In late December, FDA approved teduglutide (Gattex—NPS) to treat short bowel syndrome in adult patients who need additional nutrition from I.V. parenteral nutrition. The drug is a glucagon-like peptide-2 (GLP-2) analog that improves intestinal absorption of fluids and nutrients, thereby reducing the frequency and volume of parenteral nutrition. Teduglutide is only the third drug approved to treat adults with short bowel syndrome receiving nutritional support.
Short bowel syndrome is a serious, complex disorder in which the body is unable to absorb enough nutrients and fluids through the gastrointestinal tract to sustain life. The condition typically occurs when a large portion of the intestine has been removed by surgery caused by disease or injury. Patients with short bowel syndrome are commonly infused with parenteral nutrition and I.V. fluids five to seven nights per week for up to 10 to 12 hours at a time. In extreme cases, some patients may receive parenteral support 24 hours a day. Life-threatening complications such as liver damage, serious bloodstream infections, and blood clots can occur with long-term use of parenteral nutrition support.
The overall treatment goal for patients with short bowel syndrome is intestinal rehabilitation, a process of maximizing the digestive and absorptive capacity of the remnant gastrointestinal tract to improve uptake of fluid, electrolytes, and nutrients. In its March 2013 issue, the Journal of Enteral and Parenteral Nutrition published an article by Douglas Seidner, MD, AGAF, FACG, CNSC, and colleagues detailing the clinical considerations and best practice recommendations for intestinal rehabilitation.
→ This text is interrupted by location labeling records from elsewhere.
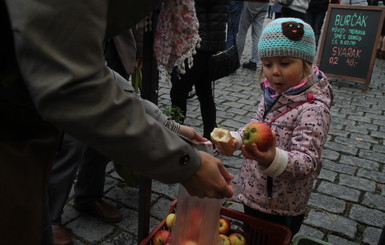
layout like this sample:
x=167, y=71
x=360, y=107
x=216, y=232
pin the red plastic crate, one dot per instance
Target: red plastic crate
x=261, y=232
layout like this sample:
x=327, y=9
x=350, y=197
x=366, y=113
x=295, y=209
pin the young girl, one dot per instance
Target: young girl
x=276, y=184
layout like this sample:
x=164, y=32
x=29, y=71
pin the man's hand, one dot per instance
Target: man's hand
x=263, y=158
x=191, y=133
x=211, y=180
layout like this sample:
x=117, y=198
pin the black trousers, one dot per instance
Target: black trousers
x=196, y=76
x=75, y=160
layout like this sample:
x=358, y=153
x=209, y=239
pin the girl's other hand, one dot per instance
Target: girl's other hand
x=191, y=133
x=264, y=158
x=228, y=149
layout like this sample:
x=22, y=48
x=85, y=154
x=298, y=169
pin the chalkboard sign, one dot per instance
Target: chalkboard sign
x=349, y=42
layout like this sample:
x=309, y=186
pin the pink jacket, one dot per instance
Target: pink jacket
x=301, y=136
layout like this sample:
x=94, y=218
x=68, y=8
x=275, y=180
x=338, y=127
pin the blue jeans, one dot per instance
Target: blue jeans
x=253, y=14
x=233, y=22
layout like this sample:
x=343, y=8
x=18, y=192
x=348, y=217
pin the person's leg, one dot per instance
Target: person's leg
x=382, y=237
x=259, y=11
x=318, y=23
x=63, y=174
x=244, y=24
x=89, y=188
x=90, y=178
x=203, y=88
x=233, y=22
x=181, y=86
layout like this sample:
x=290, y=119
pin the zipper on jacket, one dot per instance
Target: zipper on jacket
x=269, y=181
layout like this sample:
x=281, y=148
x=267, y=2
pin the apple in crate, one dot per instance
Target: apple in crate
x=237, y=239
x=260, y=134
x=225, y=239
x=224, y=226
x=161, y=237
x=170, y=220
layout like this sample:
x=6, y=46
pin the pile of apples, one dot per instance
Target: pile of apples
x=227, y=237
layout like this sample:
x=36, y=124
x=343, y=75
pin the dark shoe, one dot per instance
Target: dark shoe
x=101, y=210
x=191, y=94
x=250, y=65
x=61, y=236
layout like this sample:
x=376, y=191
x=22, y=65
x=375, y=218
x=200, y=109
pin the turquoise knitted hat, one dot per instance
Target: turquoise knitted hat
x=287, y=37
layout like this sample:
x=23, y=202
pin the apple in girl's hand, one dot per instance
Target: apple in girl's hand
x=260, y=134
x=161, y=237
x=170, y=220
x=237, y=239
x=225, y=239
x=224, y=226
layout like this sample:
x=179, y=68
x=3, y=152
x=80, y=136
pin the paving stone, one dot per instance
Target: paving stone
x=339, y=168
x=327, y=203
x=329, y=154
x=89, y=229
x=327, y=175
x=122, y=238
x=335, y=240
x=374, y=201
x=310, y=231
x=364, y=137
x=357, y=183
x=359, y=162
x=371, y=235
x=373, y=175
x=339, y=191
x=375, y=156
x=342, y=148
x=352, y=143
x=368, y=216
x=332, y=222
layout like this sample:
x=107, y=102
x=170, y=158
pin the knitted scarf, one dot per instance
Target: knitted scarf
x=176, y=35
x=271, y=95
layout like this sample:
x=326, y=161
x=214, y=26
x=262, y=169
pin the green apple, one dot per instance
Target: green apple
x=260, y=134
x=237, y=239
x=161, y=237
x=224, y=226
x=170, y=220
x=225, y=239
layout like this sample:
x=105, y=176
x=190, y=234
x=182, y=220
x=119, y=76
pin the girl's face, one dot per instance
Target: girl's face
x=283, y=72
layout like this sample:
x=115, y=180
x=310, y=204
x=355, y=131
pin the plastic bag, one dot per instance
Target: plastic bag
x=197, y=219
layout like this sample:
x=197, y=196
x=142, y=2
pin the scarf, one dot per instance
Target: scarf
x=270, y=95
x=176, y=35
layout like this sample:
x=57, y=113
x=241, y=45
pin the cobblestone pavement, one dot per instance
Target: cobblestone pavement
x=348, y=202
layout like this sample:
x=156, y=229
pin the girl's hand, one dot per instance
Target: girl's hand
x=228, y=149
x=263, y=158
x=191, y=133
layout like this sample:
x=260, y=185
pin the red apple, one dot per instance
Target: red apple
x=161, y=237
x=224, y=226
x=260, y=134
x=237, y=239
x=225, y=239
x=170, y=220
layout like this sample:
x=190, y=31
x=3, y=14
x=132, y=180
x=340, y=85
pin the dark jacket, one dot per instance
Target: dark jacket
x=212, y=17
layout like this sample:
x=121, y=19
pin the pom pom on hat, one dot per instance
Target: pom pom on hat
x=287, y=37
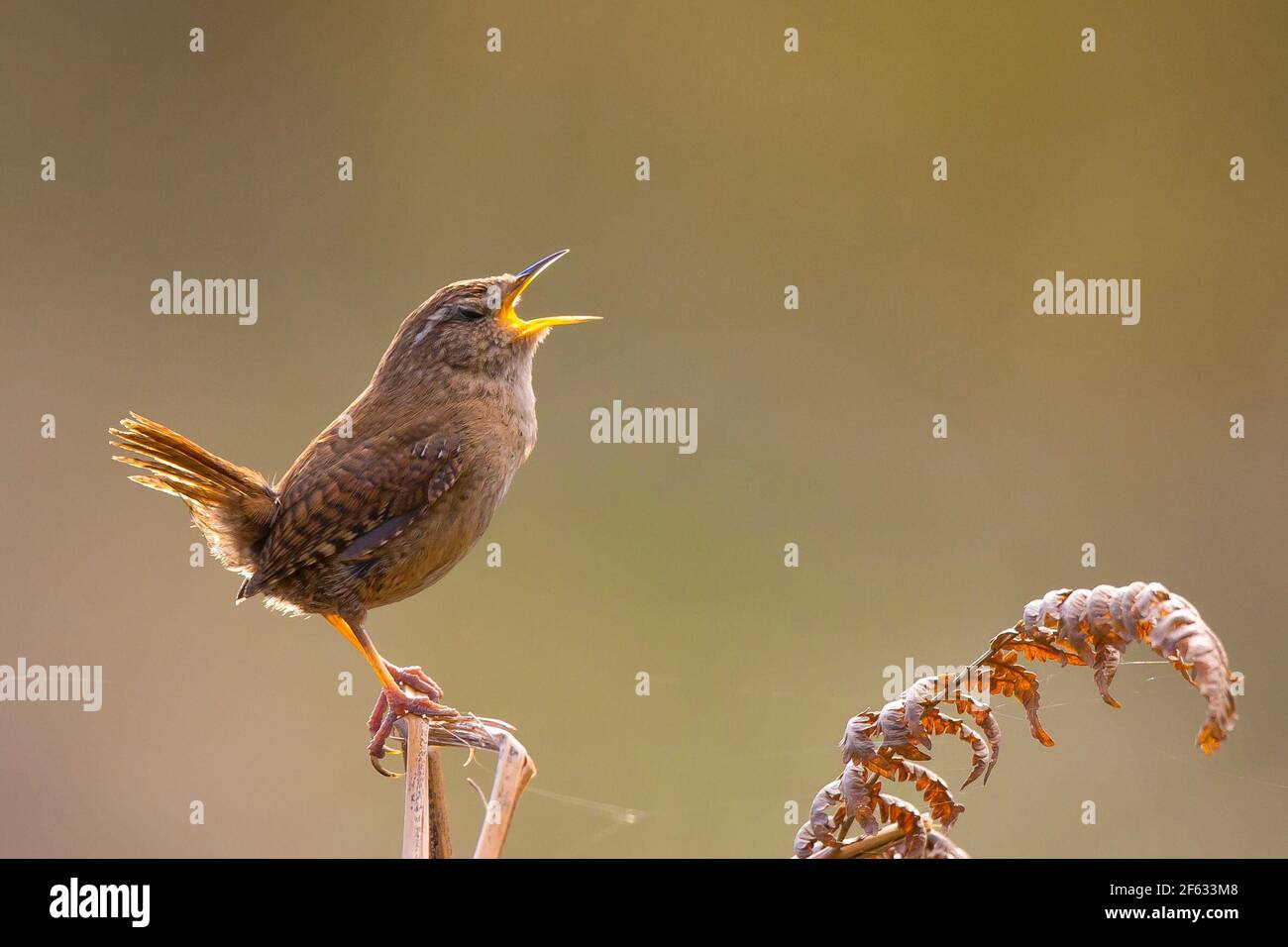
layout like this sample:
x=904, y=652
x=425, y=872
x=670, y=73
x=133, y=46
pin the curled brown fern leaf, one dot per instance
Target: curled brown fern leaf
x=1078, y=626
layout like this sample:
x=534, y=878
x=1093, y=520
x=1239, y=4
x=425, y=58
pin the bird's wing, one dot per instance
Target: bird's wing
x=349, y=497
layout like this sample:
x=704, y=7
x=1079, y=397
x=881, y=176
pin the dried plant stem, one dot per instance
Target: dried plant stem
x=425, y=828
x=868, y=844
x=514, y=770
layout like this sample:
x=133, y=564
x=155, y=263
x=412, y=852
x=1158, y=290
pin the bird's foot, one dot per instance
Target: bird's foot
x=416, y=680
x=394, y=705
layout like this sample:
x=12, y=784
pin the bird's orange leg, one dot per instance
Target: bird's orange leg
x=393, y=702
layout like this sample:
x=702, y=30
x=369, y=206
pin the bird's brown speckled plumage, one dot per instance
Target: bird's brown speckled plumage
x=395, y=489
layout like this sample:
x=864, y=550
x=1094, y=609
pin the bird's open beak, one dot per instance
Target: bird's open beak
x=520, y=282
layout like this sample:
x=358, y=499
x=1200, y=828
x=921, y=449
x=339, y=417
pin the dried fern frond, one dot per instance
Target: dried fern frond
x=1074, y=626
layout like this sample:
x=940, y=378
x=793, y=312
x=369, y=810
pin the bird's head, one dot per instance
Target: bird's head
x=475, y=325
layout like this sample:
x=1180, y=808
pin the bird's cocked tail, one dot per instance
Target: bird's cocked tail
x=233, y=506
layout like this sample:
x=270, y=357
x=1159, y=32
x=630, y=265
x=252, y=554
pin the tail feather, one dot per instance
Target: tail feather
x=233, y=505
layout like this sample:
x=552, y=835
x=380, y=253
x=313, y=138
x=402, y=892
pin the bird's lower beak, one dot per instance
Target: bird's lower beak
x=520, y=282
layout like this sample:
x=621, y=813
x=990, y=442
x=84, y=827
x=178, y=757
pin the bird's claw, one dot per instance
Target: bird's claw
x=387, y=712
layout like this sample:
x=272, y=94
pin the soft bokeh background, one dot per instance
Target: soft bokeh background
x=814, y=425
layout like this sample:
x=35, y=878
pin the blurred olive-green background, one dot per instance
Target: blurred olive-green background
x=768, y=169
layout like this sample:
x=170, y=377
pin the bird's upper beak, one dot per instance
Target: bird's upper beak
x=520, y=282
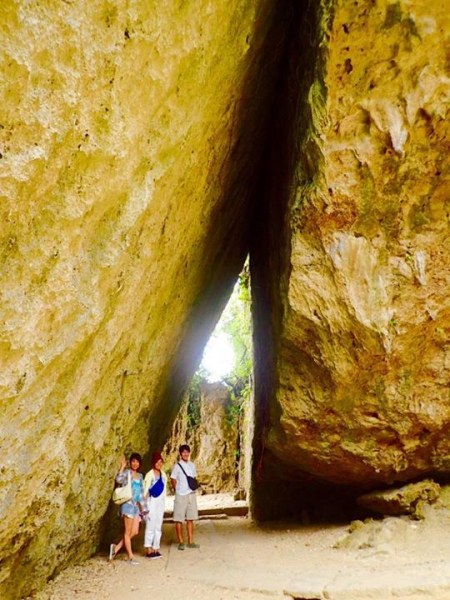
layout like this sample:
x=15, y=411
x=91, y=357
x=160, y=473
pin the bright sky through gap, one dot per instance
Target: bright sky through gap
x=218, y=357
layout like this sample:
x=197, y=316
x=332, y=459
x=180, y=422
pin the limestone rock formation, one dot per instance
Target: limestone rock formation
x=408, y=499
x=214, y=439
x=352, y=282
x=130, y=138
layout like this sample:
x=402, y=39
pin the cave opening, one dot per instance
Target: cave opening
x=215, y=415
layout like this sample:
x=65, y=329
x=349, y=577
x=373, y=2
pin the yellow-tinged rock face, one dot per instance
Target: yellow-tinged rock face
x=360, y=363
x=128, y=135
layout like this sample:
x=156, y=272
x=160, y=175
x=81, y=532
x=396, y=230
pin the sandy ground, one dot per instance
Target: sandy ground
x=394, y=558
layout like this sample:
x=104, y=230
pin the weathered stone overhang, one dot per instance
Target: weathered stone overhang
x=145, y=148
x=130, y=138
x=352, y=309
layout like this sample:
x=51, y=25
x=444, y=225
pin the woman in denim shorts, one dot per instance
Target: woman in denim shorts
x=131, y=512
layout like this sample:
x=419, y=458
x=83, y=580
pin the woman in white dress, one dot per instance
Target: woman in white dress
x=155, y=485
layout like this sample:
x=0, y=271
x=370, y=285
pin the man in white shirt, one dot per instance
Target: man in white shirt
x=185, y=504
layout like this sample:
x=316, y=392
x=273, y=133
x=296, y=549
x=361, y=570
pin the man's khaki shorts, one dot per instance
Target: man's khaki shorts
x=185, y=508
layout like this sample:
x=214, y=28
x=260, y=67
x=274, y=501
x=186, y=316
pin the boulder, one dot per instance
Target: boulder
x=351, y=278
x=404, y=500
x=130, y=138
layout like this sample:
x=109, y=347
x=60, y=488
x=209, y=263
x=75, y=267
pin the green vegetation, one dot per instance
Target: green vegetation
x=235, y=323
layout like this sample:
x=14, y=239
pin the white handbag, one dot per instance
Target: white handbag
x=124, y=493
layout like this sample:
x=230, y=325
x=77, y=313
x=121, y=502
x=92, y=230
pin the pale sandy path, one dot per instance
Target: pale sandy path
x=392, y=559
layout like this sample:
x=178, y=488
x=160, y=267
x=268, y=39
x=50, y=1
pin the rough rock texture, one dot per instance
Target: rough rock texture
x=214, y=439
x=405, y=500
x=351, y=283
x=130, y=136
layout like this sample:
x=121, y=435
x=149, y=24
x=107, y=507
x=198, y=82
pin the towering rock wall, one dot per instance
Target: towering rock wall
x=130, y=136
x=352, y=281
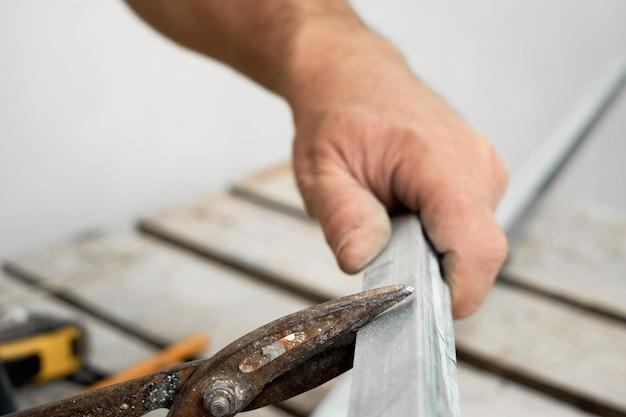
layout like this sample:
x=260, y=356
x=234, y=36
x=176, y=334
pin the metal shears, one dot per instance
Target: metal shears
x=275, y=362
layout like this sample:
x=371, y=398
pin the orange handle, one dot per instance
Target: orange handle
x=169, y=356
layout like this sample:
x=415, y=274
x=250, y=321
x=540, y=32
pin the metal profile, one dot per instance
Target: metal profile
x=405, y=361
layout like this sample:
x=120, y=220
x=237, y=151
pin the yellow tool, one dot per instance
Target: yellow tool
x=36, y=348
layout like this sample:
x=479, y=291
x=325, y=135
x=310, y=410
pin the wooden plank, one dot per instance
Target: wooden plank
x=577, y=251
x=557, y=346
x=484, y=394
x=275, y=187
x=481, y=394
x=405, y=361
x=517, y=318
x=164, y=291
x=259, y=240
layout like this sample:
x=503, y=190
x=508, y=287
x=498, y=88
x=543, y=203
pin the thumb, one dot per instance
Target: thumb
x=354, y=221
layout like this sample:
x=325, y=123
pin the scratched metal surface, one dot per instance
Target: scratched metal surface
x=405, y=362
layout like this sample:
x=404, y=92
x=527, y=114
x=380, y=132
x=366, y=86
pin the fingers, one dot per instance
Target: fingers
x=458, y=218
x=474, y=250
x=355, y=223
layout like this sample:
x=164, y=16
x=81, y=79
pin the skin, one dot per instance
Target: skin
x=371, y=138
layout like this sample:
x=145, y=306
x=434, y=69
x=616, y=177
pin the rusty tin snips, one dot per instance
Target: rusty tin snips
x=275, y=362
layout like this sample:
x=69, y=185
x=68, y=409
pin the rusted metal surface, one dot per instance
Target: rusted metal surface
x=273, y=363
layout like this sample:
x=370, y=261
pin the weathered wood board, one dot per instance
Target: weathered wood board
x=274, y=186
x=515, y=319
x=482, y=394
x=551, y=343
x=577, y=251
x=263, y=241
x=164, y=291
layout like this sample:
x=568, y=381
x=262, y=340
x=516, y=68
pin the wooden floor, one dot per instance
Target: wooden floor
x=550, y=340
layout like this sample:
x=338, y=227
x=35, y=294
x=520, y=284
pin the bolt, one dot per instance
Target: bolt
x=221, y=399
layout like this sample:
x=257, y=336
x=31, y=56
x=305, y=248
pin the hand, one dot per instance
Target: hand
x=372, y=138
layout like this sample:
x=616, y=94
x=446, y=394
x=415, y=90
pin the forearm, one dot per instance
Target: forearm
x=265, y=40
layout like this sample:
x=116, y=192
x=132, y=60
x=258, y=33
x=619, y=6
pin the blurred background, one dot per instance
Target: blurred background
x=102, y=119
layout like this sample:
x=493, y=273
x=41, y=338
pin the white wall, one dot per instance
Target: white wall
x=102, y=120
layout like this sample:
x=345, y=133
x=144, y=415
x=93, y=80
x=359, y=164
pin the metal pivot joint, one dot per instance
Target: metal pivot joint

The authors focused on optimization of fluids, electrolytes, and nutrients; integration of teduglutide therapy; and approaches to parenteral nutrition and fluid weaning.
FDA based its approval of teduglutide on data from two clinical trials and two extension studies. Patients in these trials were randomized to teduglutide or placebo. Results from the two clinical trials showed that 46% and 63% of patients treated with teduglutide achieved a clinical response, defined as achieving at least a 20% reduction in the volume of weekly parenteral nutrition, compared with 6% and 30% of patients in the placebo group. In addition, there was a mean reduction in parenteral nutrition of 2.5 L/wk and 4.4 L/wk in teduglutide-treated patients, compared with 0.9 L/wk and 2.3 L/wk reductions in placebo-treated patients. Data from the two extension studies showed that patients treated with teduglutide experienced a 4.9 L/wk and 5.2 L/wk mean reduction in parenteral nutrition after 1 year of continuous treatment, and six patients in the extension studies were weaned off parenteral nutrition while on teduglutide.
Abdominal pain, injection-site reactions, nausea, headaches, abdominal distension, and upper respiratory tract infection were the most common adverse events in the trials. Teduglutide may also be associated with more serious events such as neoplastic growth and intestinal obstruction (see sidebar). The drug was approved with a Risk Evaluation and Mitigation Strategy to ensure that the benefits of therapy outweigh the risks.
Drug class: Glucagon-like peptide-2 analog
Indication: Treatment of adult patients with short bowel syndrome who are dependent on parenteral support
Dosage: 0.05 mg/kg administered once daily via subcutaneous injection. Alternate injection sites between one of the four quadrants of the abdomen or alternating thighs or arms.
Of note: Teduglutide is associated with a risk of accelerating neoplastic growth; a colonoscopy of the entire colon with removal of polys is recommended before initiating treatment. Teduglutide should be discontinued in those with intestinal malignancy, and the risks and benefits of therapy should be considered in those with nongastrointestinal malignancy.
Give patients the FDA-approved Medication Guide and review the information with them. Explain to patients how to prepare the injection properly and administer teduglutide subcutaneously. Discuss possible injection sites on the abdomen, thighs, and arms, and explain that injection sites should be rotated daily. Review proper disposal of syringes and needles as well as common (e.g., nausea, headaches) and more serious adverse events (e.g., bowel obstruction).